Der Text, so wie er hier als Protokoll steht, wird dem König übersandt. Als Antwort kommt ein kurzer Glückwunsch und die Anregung, mit Mut weiter zu machen, aber auch einzuschränken, da zu Vieles die Forscher eher verwirren würde als Klarheit bringen. Es wäre notwendig, die Fragen einfach zu gestalten.

Und nochmal der Hinweis des Königs von früher:

>>Wir werden bald eine Forschungsakademie gründen, in der die
Forscherinnen und Forscher in einer reinen Umgebung
leben können. Sie sollen zwar das äußere Leben in allen
Aspekten erfahren, aber sie sollen sich auch immer wieder
in die Akademie zurückziehen können, die unter meinem
königlichen Schutz steht.

>>Die Akademie soll der Platz sein, in dem die Forscher in erster
Linie leben, vielleicht etwas weltfremd, dafür aber in
ihren staatlichen Aufgaben eingeschlossen. Die
staatlichen Aufgaben sind auch, in ihrem Wissen
und Tun ganz den Aufgaben hingegeben
zu sein und nicht gestört zu werden.

>>Als ersten Bau werdet ihr ein Haus für euer Arbeiten errichten.
Daraus kann dann in Jahren die Akademie entstehen.

>>In diesem Haus oder in der Nachbarschaft sollt ihr wohnen.
Alles wird vom König zur Verfügung gestellt – ebenso
Räume, in denen ihr allein oder zusammen still sitzen
könnt, also eine Art Tempel. Dort kann jede und
jeder die eigene Gottheit verehren — oder auch
nichts verehren. Richtet euch alles selbst ein,
damit es den Erfordernissen eurer Arbeit
gerecht wird.

>>Für Bau und Erweiterung dieses Hauses nehmt eine Architektin
in eure Gruppe auf. Ich möchte, daß diese Aufgabe
von einer Frau wahrgenommen wird, da Frauen
besser verstehen, was benötigt wird.

Bald haben wir eine Schiffswerft gefunden, die uns ein Schiff bauen will, in dem alle gewünschten Eigenschaften vereinigt werden. Eine Architektin, nämlich Randai, ist bereits bei uns tätig, sie kennt unsere Arbeiten und Ansprüche schon.

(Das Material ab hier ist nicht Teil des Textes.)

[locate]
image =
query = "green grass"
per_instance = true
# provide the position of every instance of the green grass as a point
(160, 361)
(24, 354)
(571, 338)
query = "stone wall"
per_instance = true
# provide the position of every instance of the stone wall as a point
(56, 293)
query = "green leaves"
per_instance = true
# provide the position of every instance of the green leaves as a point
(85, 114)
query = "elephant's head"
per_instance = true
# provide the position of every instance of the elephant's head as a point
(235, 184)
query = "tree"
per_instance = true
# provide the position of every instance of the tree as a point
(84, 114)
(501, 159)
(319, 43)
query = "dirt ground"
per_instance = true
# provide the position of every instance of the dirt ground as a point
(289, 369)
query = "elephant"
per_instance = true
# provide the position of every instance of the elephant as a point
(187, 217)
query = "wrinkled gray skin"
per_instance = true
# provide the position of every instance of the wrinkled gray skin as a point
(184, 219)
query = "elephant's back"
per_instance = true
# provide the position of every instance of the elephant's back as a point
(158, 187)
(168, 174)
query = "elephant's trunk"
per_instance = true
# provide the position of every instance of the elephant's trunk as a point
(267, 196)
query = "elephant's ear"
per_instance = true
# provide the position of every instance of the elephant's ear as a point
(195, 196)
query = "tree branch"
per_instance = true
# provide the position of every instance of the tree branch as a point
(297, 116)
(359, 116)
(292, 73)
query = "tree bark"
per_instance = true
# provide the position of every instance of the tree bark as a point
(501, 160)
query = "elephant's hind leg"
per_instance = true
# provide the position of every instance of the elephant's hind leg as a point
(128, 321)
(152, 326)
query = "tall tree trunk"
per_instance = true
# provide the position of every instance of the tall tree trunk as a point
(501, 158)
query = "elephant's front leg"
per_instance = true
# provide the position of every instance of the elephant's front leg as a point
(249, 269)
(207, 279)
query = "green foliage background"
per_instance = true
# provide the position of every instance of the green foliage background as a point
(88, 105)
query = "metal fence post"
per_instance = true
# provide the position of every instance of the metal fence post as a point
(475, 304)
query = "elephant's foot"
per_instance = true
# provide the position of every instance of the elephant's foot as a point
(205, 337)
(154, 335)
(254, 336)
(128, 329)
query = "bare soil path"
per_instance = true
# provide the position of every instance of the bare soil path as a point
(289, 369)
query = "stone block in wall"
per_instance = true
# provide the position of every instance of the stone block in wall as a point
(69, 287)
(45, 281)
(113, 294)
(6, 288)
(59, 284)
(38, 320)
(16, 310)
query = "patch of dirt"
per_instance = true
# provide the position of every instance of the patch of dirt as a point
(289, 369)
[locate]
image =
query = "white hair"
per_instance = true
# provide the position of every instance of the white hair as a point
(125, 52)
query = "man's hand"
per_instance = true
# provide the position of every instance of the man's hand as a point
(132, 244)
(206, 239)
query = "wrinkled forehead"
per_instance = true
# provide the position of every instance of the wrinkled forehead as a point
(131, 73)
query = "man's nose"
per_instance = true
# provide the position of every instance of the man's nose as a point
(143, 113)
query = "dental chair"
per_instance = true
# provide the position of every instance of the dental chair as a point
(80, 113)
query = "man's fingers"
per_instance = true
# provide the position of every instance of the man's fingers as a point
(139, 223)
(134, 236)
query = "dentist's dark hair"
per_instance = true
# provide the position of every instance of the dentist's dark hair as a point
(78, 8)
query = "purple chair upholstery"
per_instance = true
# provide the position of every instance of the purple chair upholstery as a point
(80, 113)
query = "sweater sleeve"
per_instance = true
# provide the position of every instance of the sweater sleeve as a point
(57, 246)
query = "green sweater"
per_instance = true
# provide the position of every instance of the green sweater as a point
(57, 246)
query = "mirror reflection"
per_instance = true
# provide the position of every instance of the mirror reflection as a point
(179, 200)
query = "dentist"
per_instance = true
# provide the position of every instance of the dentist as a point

In einer Eisenwerkstatt lassen wir einen kleinen Kran bauen, der auf der Hafenmauer am Strom stehen soll, und einen weiteren, der dort stehen soll, wo das Schiff liegen wird. Und wir lassen einen kastenförmigen Rahmen aus Eisenrohren bauen, in den wir unsere Geräte einsetzen wollen, der am Kran in den Strom abgelassen werden kann. Die Eisenwerkstatt wird uns nach eigenem Entwurf einen Greifapparat herstellen, der an einem Kran auf dem Schiff hängen soll, und mit dem wir vom Grund Sand und anderes aufgreifen können (Fachausdrücke 5: 29). An dem Schiffskran können wir auch den kastenförmigen Rahmen ins Wasser ablassen.

kastenförmiger Rahmen + Sammelflasche


Die Seefahrer-Akademie wird uns die Markierungen an den Ufern errichten und – wo keine Ufer in der Nähe sind – Fässer auslegen, um die Markierungen zu tragen.

Mehrere stabile Flaschen zum Sammeln von Wasser wird uns eine Glasbläserei herstellen. Außerdem Flaschen zum Transport des gesammelten Wassers ins Haus.

Eine Methode um die Salzigkeit zu ermitteln, haben wir gefunden, doch sie ist sehr langsam: wir lassen eine genaue Wassermenge verdunsten (oder wir verkochen sie) und messen die Menge an Salz, die zurückbleibt. Von den Zwergen erwarten wir aber etwas Besseres.

Die Wärme zu ermitteln, erscheint uns das Schwierigste, wir lassen diese Aufgabe einstweilen ungelöst. Vielleicht haben auch hier die erfindungsreichen Zwerge etwas.

Als letztes denken wir an das Haus für den Anfang und an das Haus für die Akademie, die daraus entstehen soll. Randai, die Architektin wird uns ihre Ideen vorlegen.




KAPPA 2.5 Der Weg zu den Zwergen in Ekro Krinath

Anandi, Gonfalas, Gondas, Granina und Masna wandern bald los nach Ekro Krinath. Nach einer Woche sind sie angekommen und logieren in einer Herberge.

Ihr Bericht:

>>Wie wir ankommen, ist die Stadt sehr aufgeregt, denn vor dem
Tor zu den Silbernen Feldern findet eine Handels- und
Volks-Messe statt. Wir denken, daß dieses die richtige
Gelegenheit ist, um Beziehungen zu knüpfen.
Tatsächlich finden wir in großes buntes Zelt,
in dem Zwerge und Ghân-Leute

gemeinsam Kristalle anbieten, die aus dem Alan Glazinian
stammen sollen.
(über die Ghân seht Marthén´s Buch: http://ghaninrohaneins.blogspot.com/ )

>>Andere Zwerge kommen aus den Kuranian-Höhlen im Alan
Garand´h, sie haben auch Kristalle, größere und
unheimlichere. Doch die Leute aus dem Alan Glazinian
haben mehr für unser Projekt anzubieten: sie haben neue
Erfindungen, über die sie erzählen, darüber nachher.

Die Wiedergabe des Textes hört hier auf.